More on that, after the break.

We've written numerous times that Windows Mobile 6.5 is more of a reskinning of WM6.0 than anything else, and we still expect that to be true. WM6.0, 6.1 and 6.5 are all built on the same version of WinCE.

Things will change with Windows Mobile 7. We've learned that WM7 will be based on WinCE 7, codenamed Chelan. Because of that, don't expect older devices won't be able to run Windows Mobile 7.

We repeat: A phone you buy now likely won't be able to run Windows Mobile 7. We'll be repeating this over and over in the coming weeks, so don't come crying to us next year.

What else have we learned? There is, in fact, an interim build. (And judging by the leaked builds we've seen since WM6.5 went gold, that's fairly obvious.) Windows Mobile 6.51 should be finished before the holiday rush. We've heard it'll be available for the AT&T version of the Touch Pro 2, but no telling if that's exclusive (and the folks at XDA Developers likely will make any exclusivity a moot point anyway).

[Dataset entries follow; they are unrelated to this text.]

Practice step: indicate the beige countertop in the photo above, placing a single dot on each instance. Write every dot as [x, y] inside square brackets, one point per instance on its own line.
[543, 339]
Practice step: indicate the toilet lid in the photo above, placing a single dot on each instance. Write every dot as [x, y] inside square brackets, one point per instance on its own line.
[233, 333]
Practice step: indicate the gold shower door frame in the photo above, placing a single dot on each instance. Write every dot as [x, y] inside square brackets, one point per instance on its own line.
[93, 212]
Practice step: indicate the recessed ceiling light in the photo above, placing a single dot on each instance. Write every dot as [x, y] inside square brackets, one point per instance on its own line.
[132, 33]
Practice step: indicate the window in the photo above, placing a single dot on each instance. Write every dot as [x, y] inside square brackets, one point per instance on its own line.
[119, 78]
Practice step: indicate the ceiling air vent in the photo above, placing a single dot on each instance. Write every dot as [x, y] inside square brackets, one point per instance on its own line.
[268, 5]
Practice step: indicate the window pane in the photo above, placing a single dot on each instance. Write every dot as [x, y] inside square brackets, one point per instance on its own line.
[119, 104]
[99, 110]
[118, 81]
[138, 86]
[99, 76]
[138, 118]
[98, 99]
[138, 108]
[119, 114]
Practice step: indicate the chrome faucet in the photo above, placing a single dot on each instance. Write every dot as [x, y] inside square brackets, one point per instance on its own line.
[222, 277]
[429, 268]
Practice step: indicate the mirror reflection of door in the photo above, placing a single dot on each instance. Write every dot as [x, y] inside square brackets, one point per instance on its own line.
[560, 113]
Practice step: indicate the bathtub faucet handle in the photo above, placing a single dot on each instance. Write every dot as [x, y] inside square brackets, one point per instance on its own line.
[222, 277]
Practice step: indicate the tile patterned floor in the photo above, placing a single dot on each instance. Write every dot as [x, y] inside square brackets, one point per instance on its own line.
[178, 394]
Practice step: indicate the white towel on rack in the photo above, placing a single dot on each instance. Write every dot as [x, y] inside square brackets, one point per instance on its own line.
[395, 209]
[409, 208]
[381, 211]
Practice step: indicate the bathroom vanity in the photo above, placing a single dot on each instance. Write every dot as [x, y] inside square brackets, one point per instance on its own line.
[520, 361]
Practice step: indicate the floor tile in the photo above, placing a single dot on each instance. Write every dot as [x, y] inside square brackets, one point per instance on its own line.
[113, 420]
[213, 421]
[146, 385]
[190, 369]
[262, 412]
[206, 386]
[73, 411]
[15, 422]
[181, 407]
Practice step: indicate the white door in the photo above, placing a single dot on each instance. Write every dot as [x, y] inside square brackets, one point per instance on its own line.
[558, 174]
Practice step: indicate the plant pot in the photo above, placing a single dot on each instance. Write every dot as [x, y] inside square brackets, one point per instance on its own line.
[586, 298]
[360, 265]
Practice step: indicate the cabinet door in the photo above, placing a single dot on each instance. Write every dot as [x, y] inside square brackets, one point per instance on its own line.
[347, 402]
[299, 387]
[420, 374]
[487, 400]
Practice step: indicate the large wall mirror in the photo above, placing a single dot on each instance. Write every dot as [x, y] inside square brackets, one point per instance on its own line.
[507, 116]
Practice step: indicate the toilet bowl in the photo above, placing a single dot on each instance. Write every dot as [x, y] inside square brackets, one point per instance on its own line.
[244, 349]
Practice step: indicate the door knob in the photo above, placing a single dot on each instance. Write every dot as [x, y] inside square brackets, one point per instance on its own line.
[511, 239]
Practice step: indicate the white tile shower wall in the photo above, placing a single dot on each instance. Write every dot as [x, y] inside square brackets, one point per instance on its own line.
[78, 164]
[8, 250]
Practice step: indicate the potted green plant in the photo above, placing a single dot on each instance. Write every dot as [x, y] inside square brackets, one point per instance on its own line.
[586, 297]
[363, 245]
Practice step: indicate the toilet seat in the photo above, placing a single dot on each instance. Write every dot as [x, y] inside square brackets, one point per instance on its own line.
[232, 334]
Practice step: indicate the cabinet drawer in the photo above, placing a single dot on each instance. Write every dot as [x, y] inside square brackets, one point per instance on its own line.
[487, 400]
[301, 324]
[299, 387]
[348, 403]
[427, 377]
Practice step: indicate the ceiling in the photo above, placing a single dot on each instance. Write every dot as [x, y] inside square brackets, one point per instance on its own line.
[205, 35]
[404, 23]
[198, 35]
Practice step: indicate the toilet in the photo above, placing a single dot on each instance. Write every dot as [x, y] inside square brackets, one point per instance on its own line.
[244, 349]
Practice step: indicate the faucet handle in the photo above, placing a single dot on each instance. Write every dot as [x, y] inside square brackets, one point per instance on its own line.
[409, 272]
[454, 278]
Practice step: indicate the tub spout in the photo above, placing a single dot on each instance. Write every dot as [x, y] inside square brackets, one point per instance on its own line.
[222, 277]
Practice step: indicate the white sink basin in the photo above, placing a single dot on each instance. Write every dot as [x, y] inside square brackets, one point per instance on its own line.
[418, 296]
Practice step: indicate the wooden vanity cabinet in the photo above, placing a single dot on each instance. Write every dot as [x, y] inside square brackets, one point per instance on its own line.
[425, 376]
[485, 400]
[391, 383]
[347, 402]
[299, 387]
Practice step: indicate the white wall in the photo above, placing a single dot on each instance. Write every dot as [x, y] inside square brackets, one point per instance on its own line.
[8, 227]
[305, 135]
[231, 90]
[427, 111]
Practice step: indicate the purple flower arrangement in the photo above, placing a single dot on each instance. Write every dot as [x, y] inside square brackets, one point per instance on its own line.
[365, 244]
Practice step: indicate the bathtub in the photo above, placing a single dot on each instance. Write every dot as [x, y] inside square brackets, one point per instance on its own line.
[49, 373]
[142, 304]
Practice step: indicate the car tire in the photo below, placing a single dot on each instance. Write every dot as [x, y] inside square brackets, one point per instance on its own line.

So what will run Windows Mobile 7? To answer that, we have to look to the future. First off, phones that have the Qualcomm 8xxx series processors — that'd be Snapdragon — are expected to be upgradable to Windows Mobile 7. Current phones using Qualcomm 7200 or 7600 series processors won't. That's also in line with the rumored specs we'd seen earlier.

One phone we're pretty sure will meet those criteria is the HTC Firestone (also known as the Star). Another that we're hearing about is the Superstar, which is said to be the Firestone (seen here at right) with a keyboard. So, basically, we're probably looking at the next generation of the Touch Diamond and Touch Pro family.

So what to take away from all this? First and foremost, this is all totally unofficial stuff, and anything can happen. But the technical material makes sense. Second, we all need to prepare ourselves for not being able to upgrade most Windows Mobile 6.x phones to WM7.

Does that mean you should wait to buy a new phone? Well, that's totally a personal decision. It's probably a safe bet that while we may see Windows Mobile 7 announced early in 2010, it'd probably be this time next year before we get it on any devices. So Windows Mobile 6.5 should have a good bit of shelf life. We plan on making the most of it.